El malestar social se está profundizando en tanto las expectativas –y las perspectivas reales– respecto del progreso económico probablemente sigan siendo pobres para el futuro previsible. La fe en el proyecto europeo está declinando y, dada la falta de cohesión de la eurozona, el estancamiento y la recesión pueden derivar en un rechazo popular de la UE, acompañado de retos serios a la democracia, incluyendo el ascenso de los partidos neo-fascistas.

Y, sin embargo, a pesar de los riesgos, los líderes europeos siguen siendo notablemente inactivos, aparentemente tranquilizados por la promesa del presidente del Banco Central Europeo, Mario Draghi, de hacer «lo que sea necesario» para proteger a la unión monetaria del colapso. Pero una inacción prolongada, inducida por una relativa calma en los mercados financieros, perpetuará la inactividad y, llegado el caso, conducirá a una división de algún tipo. Cualquiera de estos desgastes graduales, con un «default» de los países más débiles, derivará en un club más restringido de países «virtuosos» liderado por Alemania, o bien la propia Alemania optará por adoptar una política de estrecha ventaja fiscal separándose de la eurozona.

La debilidad política y económica de Francia e Italia, junto con el desentendimiento gradual de Gran Bretaña de los asuntos de la UE, resaltan el papel clave de Alemania en cuanto a rescatar a la eurozona de la crisis actual.

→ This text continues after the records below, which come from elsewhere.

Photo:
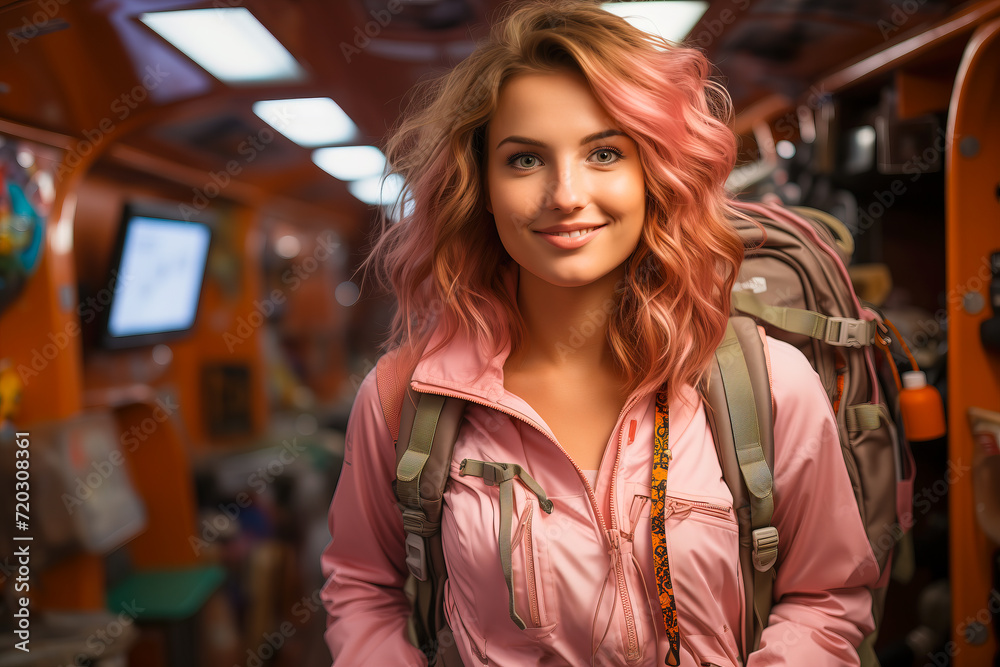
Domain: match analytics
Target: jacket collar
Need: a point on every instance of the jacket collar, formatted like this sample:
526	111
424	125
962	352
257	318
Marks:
466	364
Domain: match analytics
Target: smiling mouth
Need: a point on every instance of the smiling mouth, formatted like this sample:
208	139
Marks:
573	234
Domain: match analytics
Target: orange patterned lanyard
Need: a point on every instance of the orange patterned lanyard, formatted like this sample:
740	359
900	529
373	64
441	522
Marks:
661	463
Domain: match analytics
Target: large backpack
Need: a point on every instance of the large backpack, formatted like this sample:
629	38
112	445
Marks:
794	283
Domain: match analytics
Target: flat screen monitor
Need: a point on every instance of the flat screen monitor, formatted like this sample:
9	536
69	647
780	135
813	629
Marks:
159	266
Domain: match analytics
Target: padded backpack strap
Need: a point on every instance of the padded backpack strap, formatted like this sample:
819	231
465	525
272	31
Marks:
425	429
739	387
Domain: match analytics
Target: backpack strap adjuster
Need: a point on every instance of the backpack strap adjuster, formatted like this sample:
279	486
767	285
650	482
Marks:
418	528
849	332
416	556
765	548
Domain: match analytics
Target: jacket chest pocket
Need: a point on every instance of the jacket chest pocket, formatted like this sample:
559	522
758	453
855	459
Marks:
520	507
702	537
530	560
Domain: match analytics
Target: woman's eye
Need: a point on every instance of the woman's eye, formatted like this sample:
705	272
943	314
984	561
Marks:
606	155
524	161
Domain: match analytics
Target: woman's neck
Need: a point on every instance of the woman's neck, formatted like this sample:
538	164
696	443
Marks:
566	327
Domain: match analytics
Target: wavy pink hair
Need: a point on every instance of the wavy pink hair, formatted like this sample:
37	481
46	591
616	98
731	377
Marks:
444	260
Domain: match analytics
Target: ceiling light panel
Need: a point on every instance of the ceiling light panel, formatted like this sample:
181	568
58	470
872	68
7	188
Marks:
350	163
230	43
308	121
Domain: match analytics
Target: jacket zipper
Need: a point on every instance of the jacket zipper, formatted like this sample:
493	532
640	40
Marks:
682	508
632	652
536	616
632	649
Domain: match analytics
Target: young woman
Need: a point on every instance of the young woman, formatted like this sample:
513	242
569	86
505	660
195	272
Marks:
567	252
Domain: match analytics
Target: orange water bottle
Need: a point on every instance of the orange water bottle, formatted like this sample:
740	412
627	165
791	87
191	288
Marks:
923	411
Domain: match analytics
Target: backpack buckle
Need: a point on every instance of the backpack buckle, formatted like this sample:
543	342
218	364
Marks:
848	332
765	548
416	556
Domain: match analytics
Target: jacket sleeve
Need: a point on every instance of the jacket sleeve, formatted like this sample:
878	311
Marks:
364	564
826	568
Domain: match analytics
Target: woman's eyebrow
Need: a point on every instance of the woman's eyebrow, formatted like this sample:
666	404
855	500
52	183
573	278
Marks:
604	134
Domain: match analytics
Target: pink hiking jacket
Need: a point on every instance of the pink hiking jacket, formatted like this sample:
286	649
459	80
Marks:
583	580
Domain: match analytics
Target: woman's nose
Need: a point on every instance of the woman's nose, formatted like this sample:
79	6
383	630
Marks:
568	190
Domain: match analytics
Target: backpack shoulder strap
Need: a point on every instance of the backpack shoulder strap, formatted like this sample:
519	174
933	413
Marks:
425	429
740	411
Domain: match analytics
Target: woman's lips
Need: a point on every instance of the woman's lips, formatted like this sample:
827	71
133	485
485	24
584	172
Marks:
571	240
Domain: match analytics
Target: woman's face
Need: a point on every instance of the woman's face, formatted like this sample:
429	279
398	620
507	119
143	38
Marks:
563	182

Pero un verdadero liderazgo requiere una sensación de dirección y un deseo de saldar la cuenta y, aquí, Alemania últimamente pareció deficiente.

A pesar de las evidentes capacidades políticas y el gran prestigio interno de la canciller alemana, Angela Merkel, su Gobierno carece de un designio concreto para «una Unión cada vez más estrecha» en Europa. En consecuencia, también está en una posición débil para movilizar los recursos y las competencias necesarias para restaurar a Europa. Por el contrario, la Alemania de Merkel ha estado haciendo lo menos posible, lo más tarde posible, para impedir el hundimiento del euro.

Esta política no puede perdurar por mucho tiempo. O la inactividad conduce a la disolución de la eurozona, o las circunstancias impondrán un cambio de política.

Así las cosas, ¿en qué áreas debe liderar Alemania? Primero, la deuda pública europea debería mutualizarse parcial y gradualmente. Deberían unificarse los sistemas bancarios nacionales, para poder separar las pérdidas privadas de la deuda soberana, y el núcleo de una unión bancaria europea debería estar basado en una supervisión centralizada y autoridades de resolución, así como en un esquema de seguro de depósitos. Se necesitan instituciones centrales fuertes, responsables ante un parlamento elegido directamente, para coordinar las políticas fiscales y económicas.

En el más corto plazo, debería extenderse el mercado único al área de servicios a la vez que tendrían que promoverse los acuerdos de libre comercio, ya sea multilateralmente o bilateralmente, con socios comerciales importantes como Estados Unidos. Se debería aliviar la austeridad, particularmente en las economías centrales fiscalmente más sólidas, y deberían dedicarse recursos sustanciales a impulsar el empleo juvenil y la inversión en pequeñas y medianas empresas en los países excesivamente endeudados.

La reticencia de Alemania a ejercer una posición de liderazgo en estas cuestiones refleja en parte inhibiciones históricas, que siempre son difíciles de superar. La persistencia de una ortodoxia pre-keynesiana en el pensamiento económico alemán, con su desprecio moral por el «pecado de endeudarse» (y, en consecuencia, su desconsideración de la demanda agregada), tampoco ayuda. Es más, la estructura federalista del sistema político de Alemania favorece las estrategias provincianas sobre los designios más importantes.

No obstante, Alemania debe aceptar que la alternativa para una unión monetaria unificada democráticamente es la hegemonía económica alemana. En el más largo plazo, ese resultado destruiría el proyecto común europeo, minando a su vez la propia prosperidad económica y la seguridad estratégica de Alemania -un escenario bismarckiano que habría hecho recular a Bismarck, horrorizado.